Orbitofrontal cortex and amygdalar over-activity is associated with an inability to use the value of expected outcomes to guide behaviour in serotonin transporter knockout rats.

A disturbance in 5-HT signalling can lead to maladaptive and disruptive behavioural changes seen in neuropsychiatric disorders, potentially by 5-HT's role in cognitive control over behaviour. 5-HT levels are tightly controlled by the serotonin transporter (5-HTT). We and others have observed that 5-HTT availability affects reversal learning. Here we investigated the role of 5-HT in another type of cognitive control, which is the ability to use the value of expected outcomes to guide behaviour. 5-HTT knockout (5-HTT(-/-)) rats and wild-type (5-HTT(+/+)) controls were subjected to a Pavlovian reinforcer devaluation paradigm, which assesses the ability of an appetitive conditioned stimulus (CS) to gain access to the motivational properties of an upcoming aversive unconditioned stimulus (US). Neural correlates were evaluated using c-Fos immunohistochemistry, in brains of animals sacrificed 90min following the start of the probe test.

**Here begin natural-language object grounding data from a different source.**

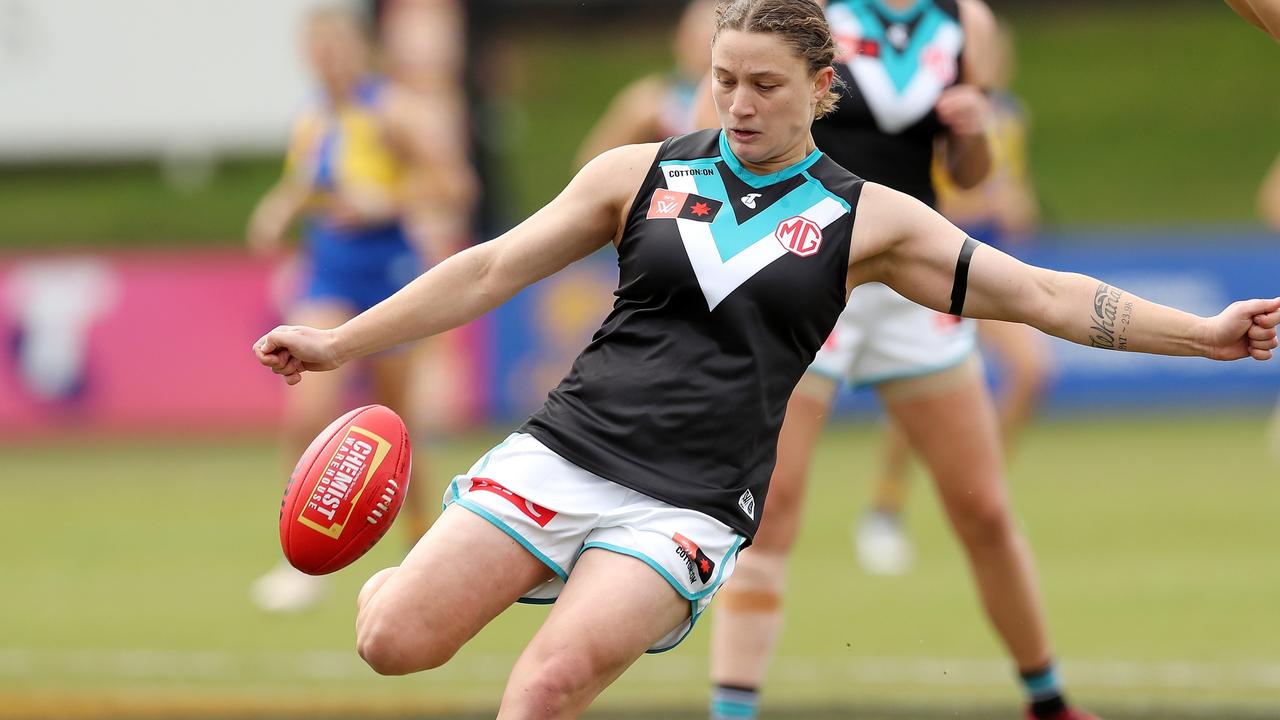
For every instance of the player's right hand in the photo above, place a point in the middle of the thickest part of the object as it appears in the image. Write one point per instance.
(291, 350)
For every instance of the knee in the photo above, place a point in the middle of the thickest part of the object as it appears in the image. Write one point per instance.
(556, 686)
(393, 646)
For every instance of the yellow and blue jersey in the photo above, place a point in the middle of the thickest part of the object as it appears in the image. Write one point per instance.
(343, 149)
(974, 208)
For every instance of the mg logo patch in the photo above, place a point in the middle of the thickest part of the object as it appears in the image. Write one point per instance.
(748, 504)
(799, 235)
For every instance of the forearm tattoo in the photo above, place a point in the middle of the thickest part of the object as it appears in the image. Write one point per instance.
(1109, 326)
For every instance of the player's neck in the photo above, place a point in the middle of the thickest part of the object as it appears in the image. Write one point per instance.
(900, 5)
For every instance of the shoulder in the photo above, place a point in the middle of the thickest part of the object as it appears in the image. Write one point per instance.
(620, 172)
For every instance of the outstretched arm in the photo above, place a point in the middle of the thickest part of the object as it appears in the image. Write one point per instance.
(588, 214)
(905, 245)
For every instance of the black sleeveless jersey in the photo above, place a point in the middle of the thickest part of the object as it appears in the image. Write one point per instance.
(728, 285)
(895, 67)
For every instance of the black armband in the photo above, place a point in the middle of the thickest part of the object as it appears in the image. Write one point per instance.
(961, 283)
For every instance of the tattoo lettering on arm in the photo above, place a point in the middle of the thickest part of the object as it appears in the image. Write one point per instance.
(1111, 318)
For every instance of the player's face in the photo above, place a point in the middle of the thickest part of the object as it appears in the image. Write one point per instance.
(764, 95)
(337, 51)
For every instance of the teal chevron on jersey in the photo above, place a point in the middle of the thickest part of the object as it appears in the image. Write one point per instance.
(900, 65)
(730, 236)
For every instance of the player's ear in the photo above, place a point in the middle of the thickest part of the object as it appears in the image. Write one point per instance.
(822, 81)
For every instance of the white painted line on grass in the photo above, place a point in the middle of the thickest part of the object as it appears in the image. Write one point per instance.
(26, 664)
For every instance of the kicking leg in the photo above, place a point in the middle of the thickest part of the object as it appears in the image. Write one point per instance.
(612, 610)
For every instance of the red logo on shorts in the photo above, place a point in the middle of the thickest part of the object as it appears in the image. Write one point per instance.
(536, 513)
(799, 235)
(699, 565)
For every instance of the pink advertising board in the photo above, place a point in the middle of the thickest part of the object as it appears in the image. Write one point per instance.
(152, 342)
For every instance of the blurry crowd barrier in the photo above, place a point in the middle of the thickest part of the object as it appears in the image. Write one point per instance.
(160, 341)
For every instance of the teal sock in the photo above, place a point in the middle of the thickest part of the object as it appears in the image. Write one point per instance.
(1043, 691)
(730, 702)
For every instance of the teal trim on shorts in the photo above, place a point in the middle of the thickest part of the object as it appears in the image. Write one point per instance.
(497, 522)
(452, 490)
(694, 614)
(915, 373)
(823, 373)
(484, 463)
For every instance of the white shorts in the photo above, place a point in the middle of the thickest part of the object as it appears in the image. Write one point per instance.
(557, 510)
(882, 336)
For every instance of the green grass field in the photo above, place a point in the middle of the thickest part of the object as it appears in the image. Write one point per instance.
(127, 566)
(1141, 114)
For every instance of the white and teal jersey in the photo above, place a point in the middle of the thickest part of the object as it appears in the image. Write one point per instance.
(728, 283)
(896, 64)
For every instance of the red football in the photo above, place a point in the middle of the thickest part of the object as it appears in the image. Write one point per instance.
(346, 490)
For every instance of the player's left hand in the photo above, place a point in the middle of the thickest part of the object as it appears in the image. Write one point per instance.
(291, 350)
(1244, 329)
(355, 208)
(964, 109)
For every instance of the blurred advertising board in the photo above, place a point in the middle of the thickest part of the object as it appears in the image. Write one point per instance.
(160, 341)
(141, 78)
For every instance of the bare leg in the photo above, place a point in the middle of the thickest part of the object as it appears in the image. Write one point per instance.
(613, 607)
(749, 607)
(416, 616)
(956, 434)
(890, 493)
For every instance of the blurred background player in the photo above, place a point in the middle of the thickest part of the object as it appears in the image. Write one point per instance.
(1001, 212)
(1262, 14)
(915, 74)
(659, 105)
(365, 153)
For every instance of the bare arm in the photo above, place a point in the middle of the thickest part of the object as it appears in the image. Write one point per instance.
(588, 214)
(963, 108)
(1262, 14)
(905, 245)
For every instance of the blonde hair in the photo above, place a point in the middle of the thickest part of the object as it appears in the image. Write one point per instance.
(800, 23)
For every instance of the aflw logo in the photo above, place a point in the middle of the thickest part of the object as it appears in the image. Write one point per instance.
(799, 235)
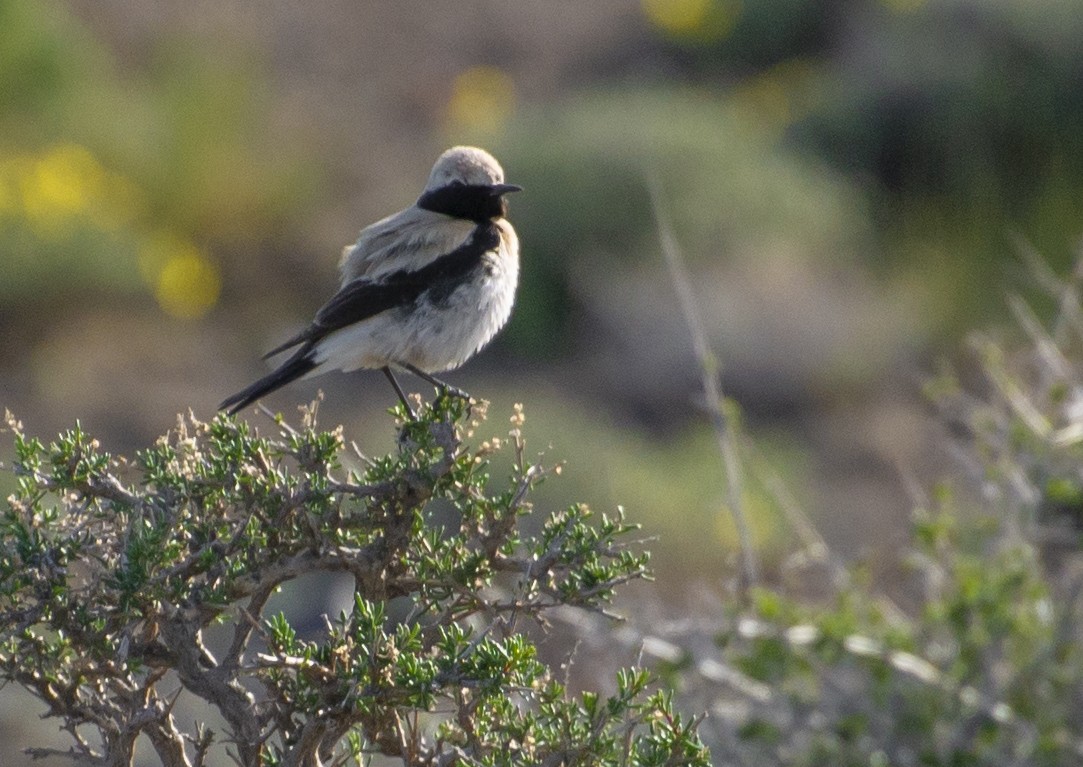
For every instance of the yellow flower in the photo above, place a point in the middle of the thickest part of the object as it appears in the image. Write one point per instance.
(693, 21)
(483, 100)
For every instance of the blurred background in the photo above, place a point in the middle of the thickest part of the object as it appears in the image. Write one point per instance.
(848, 180)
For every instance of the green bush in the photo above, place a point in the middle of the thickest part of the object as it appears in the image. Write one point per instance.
(113, 573)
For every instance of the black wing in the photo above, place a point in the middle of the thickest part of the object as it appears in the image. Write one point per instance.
(365, 298)
(362, 299)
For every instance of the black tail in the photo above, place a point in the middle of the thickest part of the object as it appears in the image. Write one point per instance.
(289, 371)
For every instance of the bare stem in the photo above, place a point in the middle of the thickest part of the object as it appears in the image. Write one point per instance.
(709, 372)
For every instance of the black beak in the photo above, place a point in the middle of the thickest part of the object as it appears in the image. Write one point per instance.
(498, 190)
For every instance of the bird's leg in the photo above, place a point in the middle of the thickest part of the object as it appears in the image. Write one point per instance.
(399, 390)
(454, 391)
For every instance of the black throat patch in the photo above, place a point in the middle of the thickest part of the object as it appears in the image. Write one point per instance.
(471, 202)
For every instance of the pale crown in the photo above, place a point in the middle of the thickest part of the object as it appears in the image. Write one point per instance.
(467, 165)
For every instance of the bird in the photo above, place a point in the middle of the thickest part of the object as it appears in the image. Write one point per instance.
(421, 290)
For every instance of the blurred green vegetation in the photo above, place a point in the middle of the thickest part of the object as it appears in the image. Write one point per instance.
(127, 182)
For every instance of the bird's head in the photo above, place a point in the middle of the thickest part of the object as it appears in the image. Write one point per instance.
(469, 166)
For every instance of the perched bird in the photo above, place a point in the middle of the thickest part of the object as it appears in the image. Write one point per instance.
(422, 289)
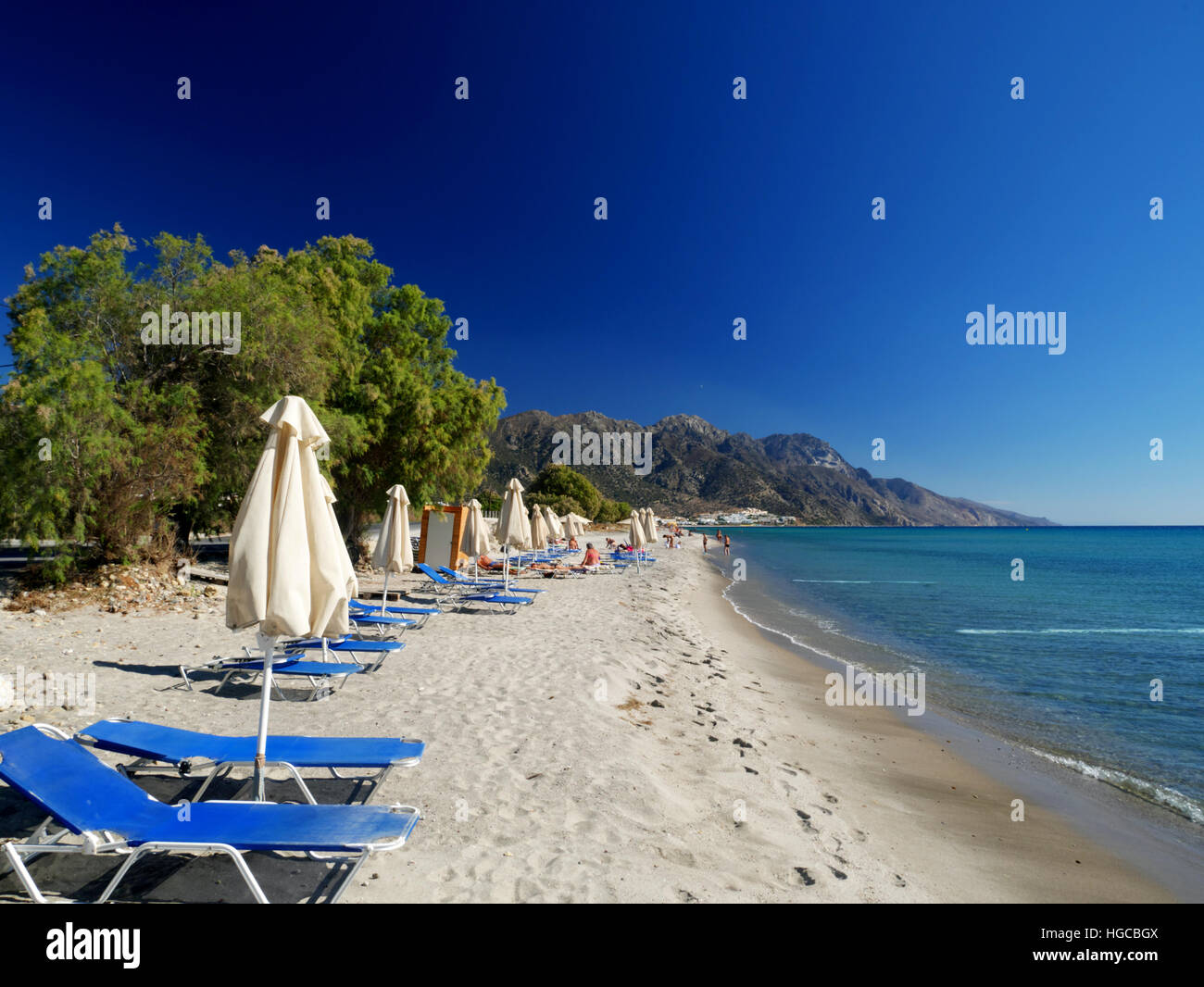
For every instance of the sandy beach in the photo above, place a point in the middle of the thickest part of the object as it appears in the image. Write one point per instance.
(627, 738)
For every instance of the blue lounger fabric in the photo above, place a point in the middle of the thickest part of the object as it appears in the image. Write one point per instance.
(67, 781)
(173, 745)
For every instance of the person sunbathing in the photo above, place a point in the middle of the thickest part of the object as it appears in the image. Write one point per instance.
(591, 562)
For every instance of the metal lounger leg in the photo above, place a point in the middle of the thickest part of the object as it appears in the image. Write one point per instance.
(194, 847)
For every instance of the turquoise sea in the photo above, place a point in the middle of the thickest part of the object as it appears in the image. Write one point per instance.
(1062, 662)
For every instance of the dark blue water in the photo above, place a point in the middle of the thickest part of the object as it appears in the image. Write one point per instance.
(1060, 662)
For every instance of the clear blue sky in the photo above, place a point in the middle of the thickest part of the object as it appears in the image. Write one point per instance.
(718, 208)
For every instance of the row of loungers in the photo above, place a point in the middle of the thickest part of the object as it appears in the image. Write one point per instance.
(96, 810)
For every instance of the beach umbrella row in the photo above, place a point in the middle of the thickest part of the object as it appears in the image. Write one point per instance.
(474, 541)
(394, 552)
(289, 572)
(513, 528)
(540, 531)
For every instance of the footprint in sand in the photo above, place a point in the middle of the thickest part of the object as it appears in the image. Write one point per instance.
(808, 880)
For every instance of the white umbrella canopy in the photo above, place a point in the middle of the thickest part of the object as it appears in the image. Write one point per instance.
(554, 528)
(350, 581)
(288, 564)
(394, 553)
(540, 532)
(512, 526)
(474, 541)
(636, 536)
(510, 530)
(650, 525)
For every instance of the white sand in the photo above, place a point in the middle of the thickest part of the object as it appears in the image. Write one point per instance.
(550, 777)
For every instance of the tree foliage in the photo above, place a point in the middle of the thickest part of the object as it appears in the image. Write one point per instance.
(565, 481)
(107, 436)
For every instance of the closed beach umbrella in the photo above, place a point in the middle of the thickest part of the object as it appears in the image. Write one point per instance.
(512, 528)
(349, 581)
(574, 525)
(540, 532)
(394, 554)
(650, 525)
(636, 534)
(474, 541)
(288, 566)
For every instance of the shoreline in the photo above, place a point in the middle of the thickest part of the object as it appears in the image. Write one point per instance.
(1145, 835)
(627, 738)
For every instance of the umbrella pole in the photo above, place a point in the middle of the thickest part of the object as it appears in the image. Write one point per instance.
(269, 645)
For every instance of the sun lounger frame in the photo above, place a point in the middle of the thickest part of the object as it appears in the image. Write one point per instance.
(94, 843)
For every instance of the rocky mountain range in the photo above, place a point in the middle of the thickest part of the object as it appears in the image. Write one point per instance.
(698, 469)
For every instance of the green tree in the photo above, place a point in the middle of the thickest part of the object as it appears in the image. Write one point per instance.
(565, 481)
(144, 429)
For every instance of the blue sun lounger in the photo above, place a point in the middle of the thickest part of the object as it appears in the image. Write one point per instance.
(187, 753)
(352, 646)
(484, 582)
(324, 677)
(360, 618)
(509, 605)
(418, 614)
(87, 799)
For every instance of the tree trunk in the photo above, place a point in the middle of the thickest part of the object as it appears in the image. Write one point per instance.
(183, 521)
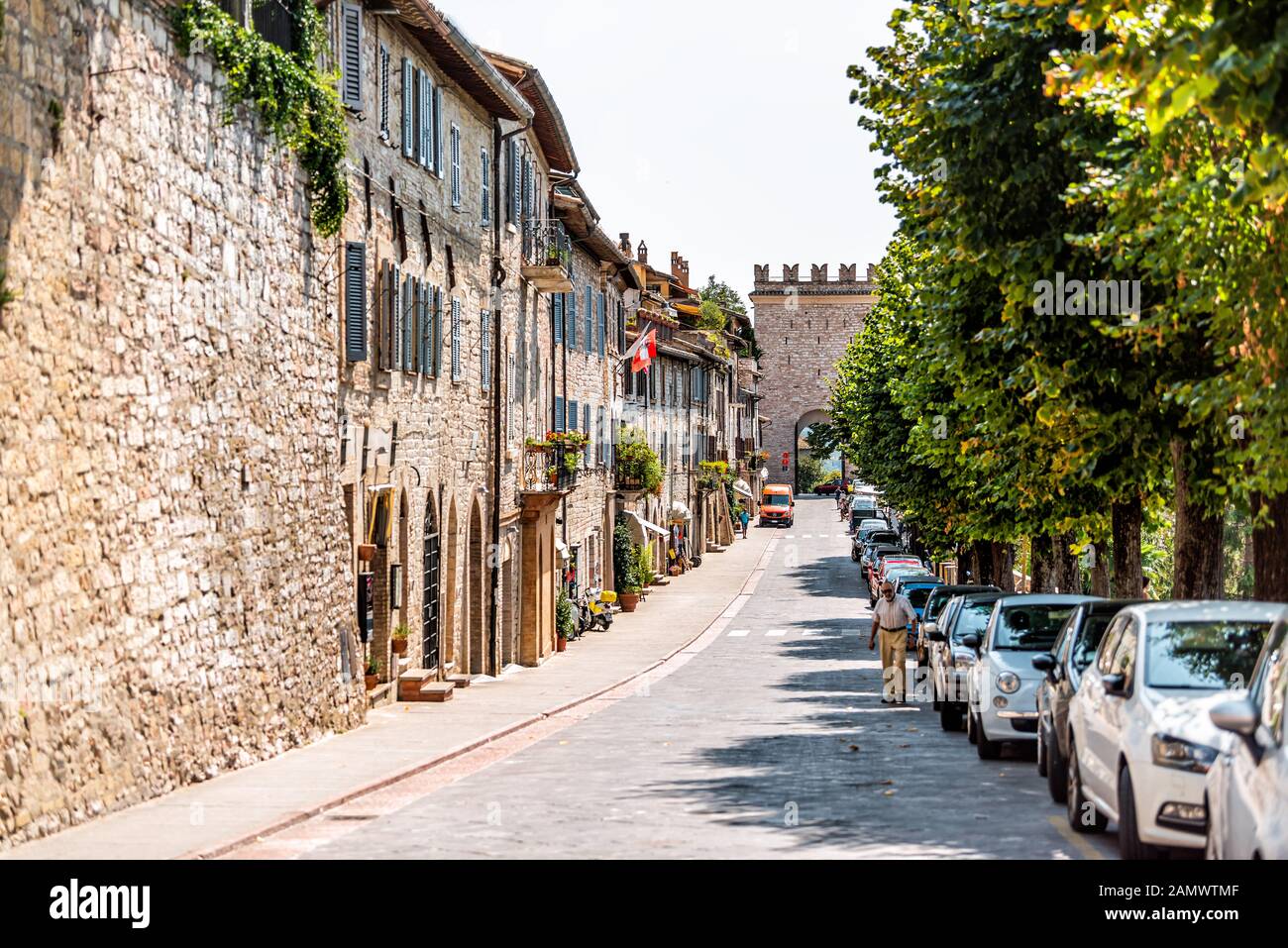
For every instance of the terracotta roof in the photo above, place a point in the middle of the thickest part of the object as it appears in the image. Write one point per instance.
(462, 59)
(548, 121)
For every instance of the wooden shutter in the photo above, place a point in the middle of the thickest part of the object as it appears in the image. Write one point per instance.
(456, 339)
(485, 348)
(437, 123)
(408, 108)
(355, 301)
(351, 55)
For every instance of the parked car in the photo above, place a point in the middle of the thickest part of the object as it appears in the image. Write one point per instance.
(862, 541)
(1061, 670)
(951, 659)
(1245, 790)
(935, 601)
(1004, 685)
(1140, 736)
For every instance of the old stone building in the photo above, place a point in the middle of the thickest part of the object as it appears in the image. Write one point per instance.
(174, 597)
(804, 326)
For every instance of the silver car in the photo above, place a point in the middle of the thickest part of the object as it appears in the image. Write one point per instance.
(1247, 785)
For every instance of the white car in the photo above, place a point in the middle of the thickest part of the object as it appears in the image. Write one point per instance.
(1247, 788)
(1004, 685)
(1140, 737)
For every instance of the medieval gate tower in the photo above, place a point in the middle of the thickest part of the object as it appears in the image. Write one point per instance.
(804, 327)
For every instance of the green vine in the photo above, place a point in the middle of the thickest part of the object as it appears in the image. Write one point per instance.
(295, 101)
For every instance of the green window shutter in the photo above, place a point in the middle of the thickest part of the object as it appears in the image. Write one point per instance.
(355, 301)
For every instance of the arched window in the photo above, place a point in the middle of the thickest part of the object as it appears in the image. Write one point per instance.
(429, 608)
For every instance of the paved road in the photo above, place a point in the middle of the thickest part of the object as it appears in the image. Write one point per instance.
(769, 742)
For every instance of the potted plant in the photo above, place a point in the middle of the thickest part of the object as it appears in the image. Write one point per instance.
(566, 623)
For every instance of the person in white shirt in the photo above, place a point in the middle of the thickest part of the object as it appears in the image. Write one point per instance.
(892, 616)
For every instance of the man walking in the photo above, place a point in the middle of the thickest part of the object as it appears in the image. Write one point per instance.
(892, 616)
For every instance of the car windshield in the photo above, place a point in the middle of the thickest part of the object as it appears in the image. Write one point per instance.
(1203, 655)
(917, 595)
(1085, 648)
(973, 617)
(1030, 627)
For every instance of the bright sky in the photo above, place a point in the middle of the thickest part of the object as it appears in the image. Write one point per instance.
(713, 128)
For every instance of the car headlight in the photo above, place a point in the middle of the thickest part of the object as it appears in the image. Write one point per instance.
(1183, 755)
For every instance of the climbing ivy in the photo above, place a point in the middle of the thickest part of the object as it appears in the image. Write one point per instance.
(296, 102)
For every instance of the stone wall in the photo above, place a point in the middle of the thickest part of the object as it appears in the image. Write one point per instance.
(804, 327)
(171, 588)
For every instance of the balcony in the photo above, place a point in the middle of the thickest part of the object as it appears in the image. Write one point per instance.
(546, 256)
(545, 471)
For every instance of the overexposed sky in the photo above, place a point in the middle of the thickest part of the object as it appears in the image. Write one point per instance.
(713, 128)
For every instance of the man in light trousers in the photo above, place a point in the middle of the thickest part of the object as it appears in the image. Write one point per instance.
(892, 616)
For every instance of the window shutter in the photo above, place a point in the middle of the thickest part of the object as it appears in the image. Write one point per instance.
(456, 339)
(356, 301)
(384, 91)
(408, 108)
(485, 348)
(437, 303)
(571, 321)
(351, 55)
(437, 137)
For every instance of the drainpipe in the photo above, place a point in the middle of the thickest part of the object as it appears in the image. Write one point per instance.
(498, 433)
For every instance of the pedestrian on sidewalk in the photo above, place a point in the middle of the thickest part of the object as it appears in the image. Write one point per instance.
(892, 616)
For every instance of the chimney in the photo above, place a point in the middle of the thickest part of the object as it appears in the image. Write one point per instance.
(679, 268)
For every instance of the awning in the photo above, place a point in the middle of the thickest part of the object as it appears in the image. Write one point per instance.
(640, 527)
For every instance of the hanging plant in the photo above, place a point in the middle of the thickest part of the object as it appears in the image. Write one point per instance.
(296, 103)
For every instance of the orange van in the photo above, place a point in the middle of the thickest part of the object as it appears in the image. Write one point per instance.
(777, 505)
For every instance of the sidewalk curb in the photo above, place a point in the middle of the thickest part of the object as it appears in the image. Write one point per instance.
(277, 826)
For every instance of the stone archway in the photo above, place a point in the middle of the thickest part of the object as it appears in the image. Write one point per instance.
(477, 620)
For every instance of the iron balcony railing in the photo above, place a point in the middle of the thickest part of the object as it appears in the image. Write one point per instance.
(546, 244)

Results show that conditioned responding was decreased in 5-HTT(+/+), but not 5-HTT(-/-), rats after US devaluation. In addition, OFC and basolateral amygdala (BLA) c-Fos immunoreactivity was increased in non-devalued 5-HTT(-/-) rats compared to non-devalued 5-HTT(+/+) rats. Whereas US devaluation increased c-Fos immunoreactivity in the OFC and BLA of 5-HTT(+/+) rats, there was no further increase in c-Fos immunoreactivity in the OFC and BLA of 5-HTT(-/-) rats. Taken together, 5-HTT(-/-) rats are unable to use the value of expected outcomes to guide behaviour, potentially due to over-activity of the OFC and BLA. Our findings suggest a new modulatory role of 5-HT in cognitive control over behaviour, which may have important implications for psychopathologies, like anxiety disorders and addiction.